Regioni: diamo i numeri

di Marco Percoco

Da alcuni anni ormai è in corso un processo di rimodulazione della governance territoriale. Il percorso è stato schizofrenico e privo di principi cardine attorno ai quali defnire interventi specifici.

Nel tempo, si sono succeduri: riforma del Titolo V della Costituzione, aumento del numero di province, riduzione ed abolizione delle province, abolizione delle elezioni provinciali, ri-creazione delle città metropolitane.

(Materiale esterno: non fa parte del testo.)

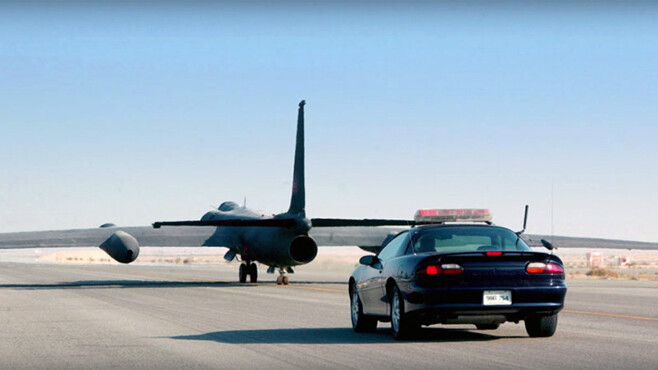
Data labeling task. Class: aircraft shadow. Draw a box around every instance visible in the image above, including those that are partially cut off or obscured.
[0,280,347,290]
[171,327,516,344]
[0,280,257,290]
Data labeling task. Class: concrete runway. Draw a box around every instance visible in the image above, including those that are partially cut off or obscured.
[0,263,658,369]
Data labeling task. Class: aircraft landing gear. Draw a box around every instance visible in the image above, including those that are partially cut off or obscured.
[239,261,258,283]
[276,275,290,285]
[276,267,295,285]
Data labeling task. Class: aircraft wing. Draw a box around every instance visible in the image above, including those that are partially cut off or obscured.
[0,226,658,250]
[0,226,215,249]
[309,226,403,248]
[521,234,658,250]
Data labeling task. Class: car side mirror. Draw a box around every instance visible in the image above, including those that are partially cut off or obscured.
[541,239,555,251]
[359,255,379,266]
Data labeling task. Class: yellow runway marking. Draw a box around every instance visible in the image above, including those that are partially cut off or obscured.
[562,310,658,321]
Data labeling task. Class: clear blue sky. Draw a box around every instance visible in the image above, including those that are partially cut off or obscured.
[0,1,658,242]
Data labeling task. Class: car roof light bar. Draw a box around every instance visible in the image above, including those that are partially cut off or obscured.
[414,208,492,223]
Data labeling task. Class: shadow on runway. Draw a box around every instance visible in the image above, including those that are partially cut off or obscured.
[171,327,517,344]
[0,280,347,290]
[0,280,257,290]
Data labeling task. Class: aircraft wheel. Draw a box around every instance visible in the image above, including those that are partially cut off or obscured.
[239,263,247,283]
[249,263,258,283]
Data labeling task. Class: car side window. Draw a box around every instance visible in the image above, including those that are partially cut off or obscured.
[377,231,409,260]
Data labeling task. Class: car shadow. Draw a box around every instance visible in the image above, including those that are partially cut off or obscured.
[170,327,518,344]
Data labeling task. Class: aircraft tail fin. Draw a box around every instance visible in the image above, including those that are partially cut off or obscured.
[288,100,306,217]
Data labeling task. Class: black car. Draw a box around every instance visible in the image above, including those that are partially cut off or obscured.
[349,214,567,339]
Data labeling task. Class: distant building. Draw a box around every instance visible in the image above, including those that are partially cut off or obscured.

A questo marasma istituzionale (cui sarebbe opportuno porre un argine con un Testo Unico), si è aggiunto un dibattito sciatto circa il numero di regioni, con una forte pressione verso l’accorpamento.

Ci sono almeno tre ragioni che mi inducono a ritenere il (povero) dibattito in corso privo di logica, oltre al fatto che vengo da una regione che si vuole far scomparire.

1. L’Italia non ha un numero eccessivo di regioni, se paragonata a Franca o Germania.

2. Ho la sgradevole sensazione che si confonda il fallimento di una classe politica regionale con il fallimento dell’istituzion regionale e la soluzione drastica a questo problema si pensa sia data dalla riduzione di alcuni perimetri d’azione, non delle persone, ma della cosa pubblica.

3. La definizione del numero ottimale di regioni non può prescindere dalla definizione di un principio ordinatore, altrimenti qualsiasi nuova ripartizione non potrà non essere arbitraria e non necessariamente migliore della precedente. In altre parole: in base a quale logica le 20 regioni attuali devono essere accorpate in 16, 17 o 14? Come si stabilisce questo numero?

Rimane, poi, una questione fondamentale. Prima di aggredire drasticamente le regioni (e prima le province), sarebbe utile avere un’idea chiara di quale debba essere la governance territoriale del futuro e perchè. Tutto ciò non è dato sapere e si continua a dare i numeri….sulle regioni.